Mas não chegava compreendê-lo em mim, faltava compreender onde me encaixava no mundo, nos outros. Decidimos contar da nossa relação aos amigos mais próximos, o segredo pesava demasiado e precisávamos de um sorriso de apoio. O medo de não o receber, de ser olhada de lado, criticada e, por fim, ignorada e espezinhada era doloroso e brutal. Bem sabemos o quão perigoso pode ser o preconceito. Mas era necessário sair deste esconderijo. Contei a uma, duas pessoas. Sorriram e abraçaram. Mais duas ou três. Ficaram contentes por ter encontrado alguém que me fazia feliz, merecia-o. Apesar da preocupação natural com o caminho que ainda precisava de percorrer, só recebi braços abertos. Ganhei força e coragem. Alarguei o grupo de amigos com quem desabafar. A certa altura todos os amigos próximos, desde os mais antigos aos mais recentes, conheciam este pedaço de mim, sorriam de volta e davam-me todo o seu apoio. Queriam-me feliz. E agora faltava muito pouco para o ser em pleno.

Apesar do apoio e carinho de todos, precisei de encontrar gente como eu, que tivesse passado pelo mesmo, que soubesse exactamente o que sentia. O facto de sabermos que não somos os únicos é muito reconfortante e algumas palavras poderiam ajudar-me a encontrar o meu espaço e o meu direito no meio dos outros. Encontrei raparigas, miúdas e mulheres, através das suas palavras. Li com atenção e curiosidade o que publicavam nos seus blogs pessoais não só sobre a temática mas sobre si mesmas. Foi inspirador. Mulheres como todas as outras, que trabalham algures atrás de uma secretária, num laboratório ou numa escola, que partilham a casa e a vida com alguém há mais de 13 anos, e planeiam uma gravidez de uma filha que acaba de fazer três anos. Jovens e universitárias que estudam Direito, Biologia, Jornalismo e Medicina e que começam as suas vidas ao lado de quem gostam, com quem querem jantar depois de um dia cansativo de trabalho no hospital. Adolescentes, empenhadas no estudo para os exames nacionais, com dúvidas em relação ao curso a seguir e cujos comentários homofóbicos paternos, após a coragem do desabafo aos pais, entristece e perturba a concentração no estudo. E a noção de que todas estas mulheres são muito mais do que a sua sexualidade. Têm sonhos e gostos, têm hobbies e empregos, têm férias, cócegas e sono. São mulheres absolutamente normais. Como eu. Como tu. E conhecê-las, conversar com algumas delas, sobre o tema e sobre tudo o resto, criar amizades novas, trouxe uma força e alívio tão importantes. Sou normal. Sou mais do que aqui escrevo nesta carta. Vou ser escritora e pedopsiquiatra, gosto de caracóis e de dançar, choro a rir com facilidade e não gosto de piadas ordinárias. Sou eu e tenho orgulho em mim.

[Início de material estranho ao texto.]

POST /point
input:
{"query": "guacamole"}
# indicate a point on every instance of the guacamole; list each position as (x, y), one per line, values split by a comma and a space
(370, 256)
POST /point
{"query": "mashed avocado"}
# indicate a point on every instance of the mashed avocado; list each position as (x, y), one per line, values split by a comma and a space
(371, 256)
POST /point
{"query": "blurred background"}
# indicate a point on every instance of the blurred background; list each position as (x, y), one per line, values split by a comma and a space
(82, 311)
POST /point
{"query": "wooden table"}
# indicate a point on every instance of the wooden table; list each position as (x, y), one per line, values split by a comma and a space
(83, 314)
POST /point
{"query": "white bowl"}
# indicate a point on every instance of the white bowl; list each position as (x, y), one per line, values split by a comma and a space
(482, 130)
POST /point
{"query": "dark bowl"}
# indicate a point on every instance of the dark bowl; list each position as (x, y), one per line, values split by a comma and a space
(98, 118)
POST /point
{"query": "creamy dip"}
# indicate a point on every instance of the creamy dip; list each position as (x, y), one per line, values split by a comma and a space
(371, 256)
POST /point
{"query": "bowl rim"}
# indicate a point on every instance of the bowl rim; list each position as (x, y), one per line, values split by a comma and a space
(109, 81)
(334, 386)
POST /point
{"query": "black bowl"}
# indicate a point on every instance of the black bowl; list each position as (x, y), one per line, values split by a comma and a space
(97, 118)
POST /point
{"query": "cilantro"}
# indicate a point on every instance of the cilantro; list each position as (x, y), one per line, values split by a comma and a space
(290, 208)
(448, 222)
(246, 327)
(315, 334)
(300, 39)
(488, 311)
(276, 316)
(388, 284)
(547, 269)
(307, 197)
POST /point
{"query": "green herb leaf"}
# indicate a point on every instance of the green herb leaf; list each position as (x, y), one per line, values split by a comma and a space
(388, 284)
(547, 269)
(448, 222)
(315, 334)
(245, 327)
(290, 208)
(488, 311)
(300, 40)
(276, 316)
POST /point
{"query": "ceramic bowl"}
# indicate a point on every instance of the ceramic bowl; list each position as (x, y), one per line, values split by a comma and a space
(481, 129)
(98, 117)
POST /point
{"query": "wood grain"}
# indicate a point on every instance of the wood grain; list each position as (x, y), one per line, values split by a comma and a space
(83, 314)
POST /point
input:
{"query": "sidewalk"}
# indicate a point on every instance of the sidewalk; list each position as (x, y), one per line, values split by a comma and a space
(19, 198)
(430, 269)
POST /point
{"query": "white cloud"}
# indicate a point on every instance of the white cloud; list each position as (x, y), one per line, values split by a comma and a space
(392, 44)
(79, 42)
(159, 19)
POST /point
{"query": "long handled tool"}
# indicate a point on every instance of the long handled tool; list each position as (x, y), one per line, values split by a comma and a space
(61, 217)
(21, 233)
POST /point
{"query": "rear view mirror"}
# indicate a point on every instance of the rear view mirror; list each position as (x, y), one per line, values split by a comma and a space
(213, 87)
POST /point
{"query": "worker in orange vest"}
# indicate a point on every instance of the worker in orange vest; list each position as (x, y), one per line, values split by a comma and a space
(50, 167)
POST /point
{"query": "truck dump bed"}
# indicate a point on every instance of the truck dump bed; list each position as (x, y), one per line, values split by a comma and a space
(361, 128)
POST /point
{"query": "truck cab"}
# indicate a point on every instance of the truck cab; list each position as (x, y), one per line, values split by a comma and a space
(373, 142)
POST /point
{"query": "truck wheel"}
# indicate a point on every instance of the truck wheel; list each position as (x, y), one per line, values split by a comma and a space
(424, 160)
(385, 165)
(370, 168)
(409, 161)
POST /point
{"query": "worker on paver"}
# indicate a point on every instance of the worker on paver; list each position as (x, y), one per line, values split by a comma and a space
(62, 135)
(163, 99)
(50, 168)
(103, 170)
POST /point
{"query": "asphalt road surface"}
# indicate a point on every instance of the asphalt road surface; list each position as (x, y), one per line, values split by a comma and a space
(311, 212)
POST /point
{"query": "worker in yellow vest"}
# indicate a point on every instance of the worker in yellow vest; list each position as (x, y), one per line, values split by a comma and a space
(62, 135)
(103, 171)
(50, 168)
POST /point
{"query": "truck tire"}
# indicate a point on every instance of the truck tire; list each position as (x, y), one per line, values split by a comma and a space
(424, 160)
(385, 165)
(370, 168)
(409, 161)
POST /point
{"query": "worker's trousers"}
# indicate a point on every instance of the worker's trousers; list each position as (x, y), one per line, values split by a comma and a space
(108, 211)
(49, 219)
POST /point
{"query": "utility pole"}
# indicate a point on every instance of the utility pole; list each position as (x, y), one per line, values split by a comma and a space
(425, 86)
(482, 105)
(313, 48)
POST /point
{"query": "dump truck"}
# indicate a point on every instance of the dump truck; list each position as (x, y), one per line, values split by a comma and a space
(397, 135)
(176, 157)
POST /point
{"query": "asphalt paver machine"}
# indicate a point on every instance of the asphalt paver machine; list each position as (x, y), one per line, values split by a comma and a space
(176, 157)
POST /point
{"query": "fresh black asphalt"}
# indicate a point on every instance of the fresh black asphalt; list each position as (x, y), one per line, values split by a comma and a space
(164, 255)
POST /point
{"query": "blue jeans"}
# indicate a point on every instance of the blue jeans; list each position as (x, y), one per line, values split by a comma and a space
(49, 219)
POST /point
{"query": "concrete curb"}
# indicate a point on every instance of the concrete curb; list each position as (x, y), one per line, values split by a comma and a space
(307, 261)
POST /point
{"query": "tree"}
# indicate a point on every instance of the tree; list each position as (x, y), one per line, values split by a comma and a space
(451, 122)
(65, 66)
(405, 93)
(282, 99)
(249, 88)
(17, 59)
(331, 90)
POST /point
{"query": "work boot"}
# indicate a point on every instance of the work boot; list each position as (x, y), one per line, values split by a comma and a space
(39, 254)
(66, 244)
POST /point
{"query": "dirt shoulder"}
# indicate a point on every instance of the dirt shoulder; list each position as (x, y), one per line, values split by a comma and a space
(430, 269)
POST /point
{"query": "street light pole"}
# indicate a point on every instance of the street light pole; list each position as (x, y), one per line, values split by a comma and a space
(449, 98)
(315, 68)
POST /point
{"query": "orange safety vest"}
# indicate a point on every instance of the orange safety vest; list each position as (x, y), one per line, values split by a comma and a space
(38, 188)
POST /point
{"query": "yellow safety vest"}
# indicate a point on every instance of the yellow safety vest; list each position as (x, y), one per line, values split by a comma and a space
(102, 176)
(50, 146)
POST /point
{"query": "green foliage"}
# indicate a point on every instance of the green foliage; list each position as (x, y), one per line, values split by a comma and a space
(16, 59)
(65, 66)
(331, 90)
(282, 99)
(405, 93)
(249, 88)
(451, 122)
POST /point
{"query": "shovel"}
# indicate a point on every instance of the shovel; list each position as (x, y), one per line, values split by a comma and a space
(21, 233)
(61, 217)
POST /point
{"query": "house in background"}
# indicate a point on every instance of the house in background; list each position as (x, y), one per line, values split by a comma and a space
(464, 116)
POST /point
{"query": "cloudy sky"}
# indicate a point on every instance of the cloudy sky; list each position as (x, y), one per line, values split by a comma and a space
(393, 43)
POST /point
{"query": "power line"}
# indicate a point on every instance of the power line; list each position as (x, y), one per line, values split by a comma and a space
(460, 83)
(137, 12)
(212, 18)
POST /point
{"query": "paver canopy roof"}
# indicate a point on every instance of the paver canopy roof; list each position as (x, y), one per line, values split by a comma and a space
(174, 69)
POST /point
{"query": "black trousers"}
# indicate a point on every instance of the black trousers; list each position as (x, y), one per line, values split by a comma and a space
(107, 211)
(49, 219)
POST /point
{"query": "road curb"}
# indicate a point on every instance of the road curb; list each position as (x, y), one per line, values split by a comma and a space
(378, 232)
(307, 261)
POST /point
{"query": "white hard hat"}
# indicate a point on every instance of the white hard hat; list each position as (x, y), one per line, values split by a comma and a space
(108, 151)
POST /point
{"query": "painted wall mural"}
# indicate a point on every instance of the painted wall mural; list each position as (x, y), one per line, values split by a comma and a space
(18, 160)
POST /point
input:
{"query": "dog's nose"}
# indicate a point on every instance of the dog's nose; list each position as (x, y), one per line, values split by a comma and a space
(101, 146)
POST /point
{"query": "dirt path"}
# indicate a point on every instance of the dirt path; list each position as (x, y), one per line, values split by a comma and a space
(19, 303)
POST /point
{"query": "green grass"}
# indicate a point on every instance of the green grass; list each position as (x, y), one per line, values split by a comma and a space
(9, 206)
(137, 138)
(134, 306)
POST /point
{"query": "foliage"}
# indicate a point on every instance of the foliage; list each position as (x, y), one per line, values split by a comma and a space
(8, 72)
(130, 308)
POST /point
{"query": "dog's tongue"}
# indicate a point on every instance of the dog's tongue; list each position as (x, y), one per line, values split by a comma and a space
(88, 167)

E foi para poder terminar desta forma esta carta que demorei tanto tempo para te contar. Precisei de arrumar tudo isto na minha cabeça para que soubesse com que palavras to dizer. Não são perfeitas, mas são sinceras. Isto é uma história feliz, de alguém que se descobriu, que se aceitou, que ama e é amada. Espero que te juntes a esta história. Não quero deixar de a partilhar contigo.

Orquídea

6 comentários:

Flor(es) do Reggae disse...

Acho que nunca tinha lido nada com que me tivesse identificado tanto, obrigada *

Beijinho, T.

Marisa disse...

Esta carta é muito importante. És exemplo, Orquídea. Obrigada.

um quarto para duas disse...

Estou sem palavras. Identifico-me imenso com tudo o que está escrito. Parabens

cegonhagarajau disse...

Grande Mulher!
Feliz por ti, por vós.
Embora "desconhecidas", orgulhosa de ti, da tua frontalidade.
Agradecida por conseguires por em palavras o que muitas têm como nó na garganta, sem conseguir exteriorizar.
Abraço grande!

Filipa disse...

adorei...tmb axo k é bom termos opinioes de outras pessoas para nos ajudar no camino. é bom ler-vos. é sinal quenao sou normal, mas tmb nao sou anormal. :)

beijinho as duas

Ana disse...

Olá,

Já por duas x reli a tua carta. Reli-a por não a considerar uma carta qualquer. É um texto que sabe bem ler, porque na 1ª Pessoa. Por falar de ti, dos teus/vossos sentimentos, da tua vivência do "diferente", mas onde te encontraste, tem para mim, um sentimento de enorme ternura.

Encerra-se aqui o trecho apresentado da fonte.